最初に騒々しくここへ足を踏み入れた、あの強引な番兵だった。
「この店が賭博をやっていることは前々から分かっているのだ! いままではお情けであえて見逃してきたが、それも今日限りで」
直後、大男の豪腕が伸び、番兵の言葉をさえぎった。
屈強な手のひらが兜ごと脳天をとらえ、頭をわしづかみにされた番兵は「うっ」と身体をこわばらせた。
「ガロス」
ジェインがたしなめるように呼びかけると、ガロスと呼ばれた大男は突きはなすように番兵を解放した。
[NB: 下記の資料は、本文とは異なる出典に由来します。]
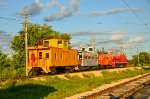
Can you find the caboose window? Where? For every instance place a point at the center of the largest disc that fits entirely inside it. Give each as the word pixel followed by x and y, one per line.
pixel 83 49
pixel 65 43
pixel 90 49
pixel 80 56
pixel 61 55
pixel 55 56
pixel 47 55
pixel 40 55
pixel 46 43
pixel 59 43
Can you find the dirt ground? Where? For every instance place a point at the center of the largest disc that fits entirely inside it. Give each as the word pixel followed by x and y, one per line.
pixel 105 86
pixel 96 72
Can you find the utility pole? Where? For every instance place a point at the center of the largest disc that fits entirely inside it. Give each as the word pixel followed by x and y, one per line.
pixel 26 15
pixel 93 41
pixel 138 52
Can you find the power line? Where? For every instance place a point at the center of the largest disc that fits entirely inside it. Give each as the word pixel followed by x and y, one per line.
pixel 135 14
pixel 26 15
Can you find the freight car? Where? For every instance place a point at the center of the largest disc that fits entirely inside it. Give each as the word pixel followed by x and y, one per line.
pixel 87 58
pixel 54 55
pixel 50 56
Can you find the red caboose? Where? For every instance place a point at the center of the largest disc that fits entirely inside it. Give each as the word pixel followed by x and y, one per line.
pixel 119 60
pixel 112 60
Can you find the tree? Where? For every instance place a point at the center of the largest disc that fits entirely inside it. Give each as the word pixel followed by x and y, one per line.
pixel 4 61
pixel 35 34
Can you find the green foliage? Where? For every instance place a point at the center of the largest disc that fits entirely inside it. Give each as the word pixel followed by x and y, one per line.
pixel 4 61
pixel 58 88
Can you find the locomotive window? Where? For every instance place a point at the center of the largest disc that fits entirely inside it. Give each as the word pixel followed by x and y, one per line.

続けてジェインは見向きもせず、背景の雑兵に抱えられた番兵に言った。
「我々に任せろと言ったはずだ。次に余計な口を挟んだときは、相応の裁きを覚悟したまえ」
「は、はっ! 申し訳ありませんでした!!」
ダルクはその流れでいくらか安心する。
あのジェインという男は好きにはなれないが、先の番兵のように強硬姿勢で取り締まりにかかる様子はなさそうだ。
あとはマスターがうまくいなしてくれれば、この場は穏便に済むだろう。
――それにしても。
ダルクは真横に視線をずらす。
四人の中で一人だけ身なりの違う、あの銀髪の女の子。
後方でキョロキョロと興味津々に周りを見渡しているが、彼女も治安維持の一員なのだろうか?
身に着けているローブといい杖といい、まるで自分たち霊使いに通じるものがあるが――。